On Sat, Dec 2, 2017 at 7:46 PM, Stephan Hoyer <shoyer at gmail.com> wrote:

> We have no plans to change the default value of skipna. All of these
> proposals concern the behavior of skipna=True.
>
> skipna=False is what corresponds to sum in NumPy/R/Matlab, and pandas is
> already fully consistent there. I don't see consistency between pandas with
> skipna=True and the non-NaN-skipping sum inthese other languages as
> relevant or desirable.
>
> On Sat, Dec 2, 2017 at 6:26 AM Jon Mease <jon.mease at gmail.com> wrote:
>
>> Hi all,
>>      I'd just like to chime in to say that I find option 3 to be the most
>> intuitive. Also, I just checked and option 3 is the behavior of
>> MATLAB/Octave with the default sum function (not nansum).  Below is a
>> console session demonstrating this behavior from
>> https://octave-online.net/
>>
>> octave:7> sum([])
>> ans = 0octave:8> sum([nan])
>> ans = NaNoctave:9> sum([nan, 0])
>> ans = NaN
>>
>>
>> Also, to echo Pietro's comment on prod, I find the behavior analogous to
>> option 3 to be intuitive as well.  This is also the behavior of
>> MATLAB/Octave (see below)
>>
>> octave:10> prod([])
>> ans =  1octave:11> prod([nan])
>> ans = NaNoctave:12> prod([nan, 0])
>> ans = NaN
>>
>>
>> If this behavior were the default, then option 1 behavior (and
>> MATLAB/Octave nansum behavior) could be attained by setting skipna=True.

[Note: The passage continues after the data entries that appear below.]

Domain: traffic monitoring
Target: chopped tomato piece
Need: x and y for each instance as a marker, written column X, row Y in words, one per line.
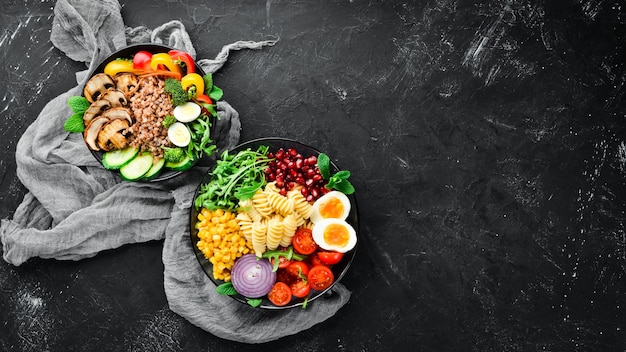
column 329, row 257
column 280, row 294
column 300, row 288
column 303, row 242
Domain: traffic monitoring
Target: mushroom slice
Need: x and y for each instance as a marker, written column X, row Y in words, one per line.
column 97, row 85
column 119, row 113
column 96, row 108
column 127, row 83
column 93, row 131
column 115, row 97
column 112, row 135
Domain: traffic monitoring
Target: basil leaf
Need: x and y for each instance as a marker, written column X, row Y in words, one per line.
column 255, row 302
column 323, row 163
column 78, row 104
column 226, row 288
column 74, row 123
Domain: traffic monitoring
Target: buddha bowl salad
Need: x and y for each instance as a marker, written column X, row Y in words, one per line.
column 273, row 224
column 147, row 113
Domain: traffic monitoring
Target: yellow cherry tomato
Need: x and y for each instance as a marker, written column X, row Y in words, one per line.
column 166, row 61
column 118, row 66
column 193, row 79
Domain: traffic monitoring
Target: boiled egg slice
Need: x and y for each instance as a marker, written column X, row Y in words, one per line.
column 187, row 112
column 334, row 235
column 333, row 204
column 179, row 134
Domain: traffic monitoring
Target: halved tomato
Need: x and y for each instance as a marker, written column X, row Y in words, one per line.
column 320, row 277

>> I would personally prefer for skipna to default to False so that
>> ignoring null values is a conscious choice.
>>
>> Thanks for the consideration,
>>
>> -Jon
>>
>> On Thu, Nov 30, 2017 at 8:09 PM, Joris Van den Bossche <
>> jorisvandenbossche at gmail.com> wrote:
>>
>>> *[Note for those reading it on the pydata mailing list, please answer to
>>> pandas-dev at python.org <pandas-dev at python.org> to keep discussion
>>> centralised there]*
>>>
>>>
>>> Hi list,
>>>
>>> In pandas 0.21.0 we changed the behaviour of the sum method for empty or
>>> all-NaN Series (to consistently return NaN), see the what's note
>>> <http://pandas-docs.github.io/pandas-docs-travis/whatsnew.html#sum-prod-of-all-nan-or-empty-series-dataframes-is-now-consistently-nan>.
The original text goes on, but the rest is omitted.